In a new set of documents, which President Donald Trump plans to unveil during an early evening press briefing, the administration will offer a blueprint laying out where it sees the boundaries between federal and state responsibilities.
A White House official said the goal was to help each state reach the ability to test at least 2% of its residents, with a particular focus on vulnerable populations and emergency workers.
The documents will also lay out what the administration has done so far to ramp up testing, including strengthening the US supply chain for supplies and testing kits.
Trump has come under withering scrutiny for his handling of the coronavirus pandemic in the United States, particularly testing missteps early on that hampered the country’s ability to detect outbreaks.
The President has insisted the country is now testing more people than any other nation, and has said individual states should be responsible for ensuring enough tests are available and used to contain the virus.
Members of the President’s task force have been working for weeks to stand up a more robust testing strategy as Trump agitates to open up certain parts of the country, the majority of which remains under state-enacted lockdowns.
But key to reopening, experts say, is the ability to detect the virus and trace its spread. Though the White House spelled out a three-phase plan for reopening earlier this month, the guidelines did not contain specific information about how to proceed without widespread testing.
The new documents are meant, in part, to offer more granular guidance. In the blueprint, responsibility for setting up testing plans is shifted to states and the private sector.
“Testing plans and rapid response programs will be federally supported, state managed, and locally executed,” reads the blueprint document, which was obtained by CNN.
In an overview of the plan, the federal government’s role is described as providing “strategic direction and technical assistance regarding the best use of available testing technologies” and “expedited regulatory authorizations” for tests.
But the document says the federal government should act only as the “supplier of last resort” for testing materials.
Instead, states should “develop testing plans and rapid response programs” and “maximize the use of all available testing platforms and venues,” according to the copy of the blueprint.
States are also instructed to “identify and overcome barriers to efficient testing,” including “misallocation of supplies” and “logistical failures.”
And they are told to develop their own contact tracing programs that would identify and isolate people who may have been exposed to the virus. The federal government will provide “technical assistance” through the US Centers for Disease Control and Prevention, the document read.

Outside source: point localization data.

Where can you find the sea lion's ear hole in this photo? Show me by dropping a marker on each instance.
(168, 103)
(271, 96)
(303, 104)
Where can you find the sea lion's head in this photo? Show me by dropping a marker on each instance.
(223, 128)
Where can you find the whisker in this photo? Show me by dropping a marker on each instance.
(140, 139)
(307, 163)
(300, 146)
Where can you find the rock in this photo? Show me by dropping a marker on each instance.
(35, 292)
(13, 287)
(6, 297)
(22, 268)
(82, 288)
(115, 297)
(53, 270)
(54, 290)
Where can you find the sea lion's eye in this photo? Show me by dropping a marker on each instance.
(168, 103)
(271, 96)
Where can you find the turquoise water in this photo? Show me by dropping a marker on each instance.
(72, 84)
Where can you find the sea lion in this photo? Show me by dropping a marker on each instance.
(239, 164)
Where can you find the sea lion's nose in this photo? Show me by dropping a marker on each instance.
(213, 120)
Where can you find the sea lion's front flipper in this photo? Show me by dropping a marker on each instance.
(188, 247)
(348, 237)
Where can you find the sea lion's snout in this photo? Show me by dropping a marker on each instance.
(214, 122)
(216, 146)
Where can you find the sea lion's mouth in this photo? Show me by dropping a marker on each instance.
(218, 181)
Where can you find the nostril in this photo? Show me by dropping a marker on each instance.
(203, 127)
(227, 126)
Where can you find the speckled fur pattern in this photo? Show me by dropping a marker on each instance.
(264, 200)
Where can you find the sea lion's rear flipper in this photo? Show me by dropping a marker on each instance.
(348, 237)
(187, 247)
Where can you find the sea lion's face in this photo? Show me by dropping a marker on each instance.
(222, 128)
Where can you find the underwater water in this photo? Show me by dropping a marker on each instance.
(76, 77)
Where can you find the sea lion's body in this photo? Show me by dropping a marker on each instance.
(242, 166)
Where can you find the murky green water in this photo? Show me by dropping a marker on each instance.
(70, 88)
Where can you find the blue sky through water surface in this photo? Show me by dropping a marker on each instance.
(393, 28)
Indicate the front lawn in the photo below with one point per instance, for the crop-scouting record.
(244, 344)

The private sector should “develop new technologies” and “accelerate production of tests and materials,” according to the document. It also states the federal government is working with private companies to accelerate the production of “highly specific and sensitive antibody tests,” which could detect whether a person has previously been exposed to the virus.
Trump and members of his coronavirus task force laid out the materials in a midday call with governors on Monday.
According to one participant, the governors were told that the task force is currently collecting and culling the individual states’ needs for testing and “will get back with specific commitments and timelines over the next couple of days.”